I’ve come to believe that ethical work at the edge requires a few non-negotiables: regular consultation, ongoing supervision, clear limits about scope and role, a willingness to step back when capacity wavers, and a culture that understands that needing support is not a failure, but a condition of doing this work responsibly.
This is not about being fearless. It’s about being honest.
Many of the people I work with are brilliant, sensitive, and deeply attuned. They are often coming out of their first serious encounter with psychosis or altered reality. In those moments, certainty can feel like safety. Grand narratives can feel like relief. What’s actually needed is something quieter: differentiation, pacing, and help naming which parts are speaking.
That kind of work requires humility. It requires knowing that just because something feels true doesn’t mean it should be acted on. And it requires remembering that care is collective, not heroic.
I’m not interested in a culture that either romanticizes madness or treats it as something to be hidden away. I’m interested in a culture where people can speak honestly about intensity while also being held to standards that protect everyone involved.
Unconventional work doesn’t mean unbounded work.
It means being explicit about the container, the supports, and the limits. It means building practices that don’t rely on any one person’s stability or insight. And it means valuing people with lived experience not as exceptions or warnings, but as contributors who know the terrain—and respect its dangers.
If we are going to navigate this era with any grace, we will need more people who know how to come back from the edge and help others do the same. Not by dazzling. Not by declaring certainty. But by slowing things down, staying in relationship, and keeping the center intact.
Happy new year and find me in my public/private practice in 2026:







Thanks so much for sharing a bit about your edge walking. It feels profoundly important to understand new perspectives from the borders if mental health services are to regain relevance.
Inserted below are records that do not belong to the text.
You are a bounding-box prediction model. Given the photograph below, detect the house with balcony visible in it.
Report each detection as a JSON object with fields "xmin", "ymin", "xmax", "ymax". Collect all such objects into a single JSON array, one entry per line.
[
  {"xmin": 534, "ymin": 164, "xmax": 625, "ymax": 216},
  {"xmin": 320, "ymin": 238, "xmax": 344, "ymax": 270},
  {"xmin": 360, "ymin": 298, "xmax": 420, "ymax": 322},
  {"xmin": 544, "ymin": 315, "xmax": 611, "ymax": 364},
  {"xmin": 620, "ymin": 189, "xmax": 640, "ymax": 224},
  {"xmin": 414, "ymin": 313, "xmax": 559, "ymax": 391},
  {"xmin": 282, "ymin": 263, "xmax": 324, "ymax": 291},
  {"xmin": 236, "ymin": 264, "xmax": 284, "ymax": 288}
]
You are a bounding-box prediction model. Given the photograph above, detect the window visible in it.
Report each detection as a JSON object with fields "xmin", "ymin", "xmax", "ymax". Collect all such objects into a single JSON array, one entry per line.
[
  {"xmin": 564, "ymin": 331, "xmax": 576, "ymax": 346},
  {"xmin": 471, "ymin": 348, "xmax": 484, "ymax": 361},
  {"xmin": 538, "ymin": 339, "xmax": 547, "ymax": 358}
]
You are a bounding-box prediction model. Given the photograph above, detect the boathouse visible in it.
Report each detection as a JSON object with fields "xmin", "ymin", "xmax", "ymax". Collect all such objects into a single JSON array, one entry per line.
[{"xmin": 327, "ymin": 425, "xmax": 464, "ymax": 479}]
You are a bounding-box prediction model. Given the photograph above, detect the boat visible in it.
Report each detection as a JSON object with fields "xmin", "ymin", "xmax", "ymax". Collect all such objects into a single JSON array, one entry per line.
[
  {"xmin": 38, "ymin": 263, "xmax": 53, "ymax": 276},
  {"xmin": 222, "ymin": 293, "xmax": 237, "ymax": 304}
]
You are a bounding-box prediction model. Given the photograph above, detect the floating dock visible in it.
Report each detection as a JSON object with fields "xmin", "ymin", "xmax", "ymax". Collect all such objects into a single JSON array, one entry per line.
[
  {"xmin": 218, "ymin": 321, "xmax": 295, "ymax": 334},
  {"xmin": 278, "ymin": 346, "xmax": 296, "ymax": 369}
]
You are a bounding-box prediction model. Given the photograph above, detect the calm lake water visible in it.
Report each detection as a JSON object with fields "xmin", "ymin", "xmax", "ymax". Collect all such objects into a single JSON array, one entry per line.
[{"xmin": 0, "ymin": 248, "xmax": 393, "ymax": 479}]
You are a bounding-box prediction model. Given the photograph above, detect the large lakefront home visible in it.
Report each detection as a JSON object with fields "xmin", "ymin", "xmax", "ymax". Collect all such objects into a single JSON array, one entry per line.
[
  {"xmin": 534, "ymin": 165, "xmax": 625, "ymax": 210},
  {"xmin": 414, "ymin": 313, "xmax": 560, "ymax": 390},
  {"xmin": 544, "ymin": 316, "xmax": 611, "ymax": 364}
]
OK this is what I noticed in my brief sojourn in the "peer" world, the drawbacks that is.
People who have spent many years in "the system," have eked out a reasonable recovery and desire to give back, sometimes have unconscious revenge fantasies.
With some responsibility and power, the bullied becomes the bully, the feeling that years of oppression and thwartedness can now be remedied by a renewed respect for officiousness.
In the peer world, as in the 12 Step world, the medication harm/deprescription space, you will find from time to time people who have definitely been through it, survived with courage and resilience, but one of the main engines of their endurance was brute grandiosity.
Now suddenly they're sagacious grifters, gurus with a saviour complex, with their copyrighted, reductive, absolutist "method" and a gaggle of true believers.